During the game, there are Santa cards that help you out, Scrooge cards that are a humbug because something bad most likely will happen and reindeer cards (which are my favorite) where you have to roll the dice to find out if something good or bad is coming your way.

We had to play in pairs which is not the normal way of playing and I think how people got paired up might not have the best mix for a “friendly” game…but it’s the holidays, a time when anything goes! Let me ask you this, have years of being friends made Lynley and Jess competative…you decide.

And the winners were….

Cheers to Springfield Style and the Christmas Game– long may you be a Farris Family tradition!

 

 

The Dinner before Christmas Eve….Noodles, Old Maids and some Whiskey

Mom, Dad, and Lynley showed up at our house a couple days before Christmas, which was great because it gave us more time to cook together. Our first official Farris Family cooking experience of holiday 2011 involved mashed potatoes, grandma’s noodles, brussel sprouts with garlic tempeh, carrots and Blueberry Hill chicken. The Blueberry Hill cookbook is becoming on of my personal favorites and even though I don’t eat chicken much anymore, I was excited for dad to cook one of the inn’s most popular recipes.

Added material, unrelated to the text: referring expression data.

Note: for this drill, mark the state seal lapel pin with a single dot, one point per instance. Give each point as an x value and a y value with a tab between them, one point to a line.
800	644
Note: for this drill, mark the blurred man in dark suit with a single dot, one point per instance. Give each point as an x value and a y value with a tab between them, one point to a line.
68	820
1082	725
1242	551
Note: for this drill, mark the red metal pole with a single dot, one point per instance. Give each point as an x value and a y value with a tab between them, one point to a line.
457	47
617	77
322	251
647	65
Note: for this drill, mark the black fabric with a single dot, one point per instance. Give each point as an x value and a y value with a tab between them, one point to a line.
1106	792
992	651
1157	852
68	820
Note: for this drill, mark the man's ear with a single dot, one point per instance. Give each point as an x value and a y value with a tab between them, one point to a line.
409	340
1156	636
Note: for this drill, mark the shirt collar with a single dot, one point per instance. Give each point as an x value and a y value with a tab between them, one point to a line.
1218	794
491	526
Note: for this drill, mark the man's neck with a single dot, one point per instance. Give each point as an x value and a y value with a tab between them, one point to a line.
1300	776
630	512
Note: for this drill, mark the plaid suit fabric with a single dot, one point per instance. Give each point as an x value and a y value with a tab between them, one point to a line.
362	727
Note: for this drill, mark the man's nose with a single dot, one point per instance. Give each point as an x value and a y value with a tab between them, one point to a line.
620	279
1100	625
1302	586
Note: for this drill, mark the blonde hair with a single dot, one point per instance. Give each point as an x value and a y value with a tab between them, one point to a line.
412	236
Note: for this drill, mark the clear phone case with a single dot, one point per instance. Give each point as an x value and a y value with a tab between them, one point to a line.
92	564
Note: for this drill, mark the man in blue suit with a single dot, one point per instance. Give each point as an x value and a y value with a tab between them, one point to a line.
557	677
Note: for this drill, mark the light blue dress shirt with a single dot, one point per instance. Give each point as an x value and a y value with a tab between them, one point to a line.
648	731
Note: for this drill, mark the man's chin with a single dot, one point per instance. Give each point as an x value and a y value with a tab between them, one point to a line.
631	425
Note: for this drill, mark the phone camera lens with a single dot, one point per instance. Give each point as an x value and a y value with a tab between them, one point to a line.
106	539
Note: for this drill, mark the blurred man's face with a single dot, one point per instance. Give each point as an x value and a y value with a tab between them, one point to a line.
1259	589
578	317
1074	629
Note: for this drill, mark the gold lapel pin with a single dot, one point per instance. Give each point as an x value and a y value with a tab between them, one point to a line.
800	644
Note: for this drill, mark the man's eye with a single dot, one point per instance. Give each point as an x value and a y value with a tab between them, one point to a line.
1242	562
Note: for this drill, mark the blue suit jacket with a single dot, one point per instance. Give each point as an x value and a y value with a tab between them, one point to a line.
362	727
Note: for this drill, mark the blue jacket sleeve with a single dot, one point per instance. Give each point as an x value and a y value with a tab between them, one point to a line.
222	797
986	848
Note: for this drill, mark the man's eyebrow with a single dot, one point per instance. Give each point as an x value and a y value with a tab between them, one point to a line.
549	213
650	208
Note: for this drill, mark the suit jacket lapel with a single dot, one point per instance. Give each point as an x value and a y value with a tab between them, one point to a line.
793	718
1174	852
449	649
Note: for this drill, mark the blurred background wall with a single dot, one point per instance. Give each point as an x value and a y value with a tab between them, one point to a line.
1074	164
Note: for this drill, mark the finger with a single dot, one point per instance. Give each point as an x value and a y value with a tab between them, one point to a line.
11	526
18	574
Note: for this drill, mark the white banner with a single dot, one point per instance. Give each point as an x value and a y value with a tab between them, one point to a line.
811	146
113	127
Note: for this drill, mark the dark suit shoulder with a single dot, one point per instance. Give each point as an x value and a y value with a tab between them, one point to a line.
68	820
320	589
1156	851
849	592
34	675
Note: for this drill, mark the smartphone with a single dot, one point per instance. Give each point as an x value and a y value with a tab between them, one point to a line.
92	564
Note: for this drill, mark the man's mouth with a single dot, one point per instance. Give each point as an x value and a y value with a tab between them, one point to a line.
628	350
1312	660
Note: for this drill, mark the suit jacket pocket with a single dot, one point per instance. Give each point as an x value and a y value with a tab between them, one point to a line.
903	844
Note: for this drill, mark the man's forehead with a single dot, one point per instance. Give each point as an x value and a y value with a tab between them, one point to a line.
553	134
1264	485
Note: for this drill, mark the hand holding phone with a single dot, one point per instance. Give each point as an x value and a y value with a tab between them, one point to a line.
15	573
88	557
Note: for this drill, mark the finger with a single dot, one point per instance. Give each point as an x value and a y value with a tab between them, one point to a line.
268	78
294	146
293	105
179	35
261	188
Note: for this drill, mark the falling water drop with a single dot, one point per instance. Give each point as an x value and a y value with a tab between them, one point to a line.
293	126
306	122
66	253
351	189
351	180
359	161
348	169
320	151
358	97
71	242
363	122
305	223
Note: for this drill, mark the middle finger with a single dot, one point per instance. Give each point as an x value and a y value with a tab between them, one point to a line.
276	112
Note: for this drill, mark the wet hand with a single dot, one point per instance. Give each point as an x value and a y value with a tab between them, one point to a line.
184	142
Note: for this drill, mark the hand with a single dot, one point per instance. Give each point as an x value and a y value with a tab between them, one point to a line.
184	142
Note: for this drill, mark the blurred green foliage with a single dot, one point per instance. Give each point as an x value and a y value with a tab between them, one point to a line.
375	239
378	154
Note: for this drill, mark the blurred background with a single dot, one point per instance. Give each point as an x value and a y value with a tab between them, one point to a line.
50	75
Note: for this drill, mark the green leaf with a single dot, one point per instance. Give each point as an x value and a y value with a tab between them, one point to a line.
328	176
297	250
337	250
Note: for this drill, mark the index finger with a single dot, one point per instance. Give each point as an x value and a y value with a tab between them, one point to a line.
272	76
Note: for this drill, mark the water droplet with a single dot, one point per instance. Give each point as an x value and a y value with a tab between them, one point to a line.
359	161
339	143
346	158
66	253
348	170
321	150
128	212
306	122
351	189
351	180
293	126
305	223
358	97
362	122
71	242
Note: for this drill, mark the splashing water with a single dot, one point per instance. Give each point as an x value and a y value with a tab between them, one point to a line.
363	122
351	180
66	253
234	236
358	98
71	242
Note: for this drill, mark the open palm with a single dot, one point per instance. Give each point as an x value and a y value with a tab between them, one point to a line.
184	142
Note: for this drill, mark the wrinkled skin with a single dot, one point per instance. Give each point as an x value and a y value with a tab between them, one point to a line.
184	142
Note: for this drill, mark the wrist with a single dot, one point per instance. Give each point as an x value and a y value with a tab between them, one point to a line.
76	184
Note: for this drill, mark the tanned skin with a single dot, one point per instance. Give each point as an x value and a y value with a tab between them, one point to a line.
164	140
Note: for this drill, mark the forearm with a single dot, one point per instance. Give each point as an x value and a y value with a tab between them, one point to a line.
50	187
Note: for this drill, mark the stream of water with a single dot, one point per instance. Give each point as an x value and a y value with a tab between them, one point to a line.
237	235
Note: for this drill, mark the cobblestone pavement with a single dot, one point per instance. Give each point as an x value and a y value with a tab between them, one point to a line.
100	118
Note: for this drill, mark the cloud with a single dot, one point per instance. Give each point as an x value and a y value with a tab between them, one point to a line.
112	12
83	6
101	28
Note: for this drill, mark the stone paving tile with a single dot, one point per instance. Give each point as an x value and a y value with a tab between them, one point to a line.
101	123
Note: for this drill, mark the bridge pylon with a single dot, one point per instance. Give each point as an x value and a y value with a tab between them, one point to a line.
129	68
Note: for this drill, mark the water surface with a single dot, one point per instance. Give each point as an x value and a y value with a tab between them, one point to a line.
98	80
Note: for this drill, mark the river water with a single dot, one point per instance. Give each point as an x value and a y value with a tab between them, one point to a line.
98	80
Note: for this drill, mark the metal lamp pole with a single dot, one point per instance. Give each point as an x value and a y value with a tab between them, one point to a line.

Mom watching the cooking action.

 

Lynley knitting, observing and suppling the tunes.

 

Grandma's noodles cooking away in veggie broth. I make them huge, more like dumplings, but that's the way I like them and it's my house!

 

Mom cut all the potatoes and carrots. Good job mom!

 

Lightly pan frying the chicken.

 

Dad was in charge of the chicken.

 

My garlic tempeh brussel sprouts with some of dad's left over raw onion.

 

I’m not going to lie to you, but while the chicken baked for 30 or so minutes so drinking happened…

 And then some singing and dancing occurred – to this song in particular….

John came home from a long busy day at work to find us acting crazy in the kitchen, so he had to join in.

The potatoes were mashed and we were ready to eat.

Dinner with Blueberry HIll wine and chicken b with purple gravy!

 

Dinner with brussel sprouts and garlic tempeh

After dinner we played Old Maid– oh yes we did. If you haven’t played Old Maid since you were a kid, give it a try. It’s way more fun than you remember and  you can sort of strategize in really silly ways.

My hand.

Dad and Lynley at the bitter end…the crazy camera work only lasts for a few seconds.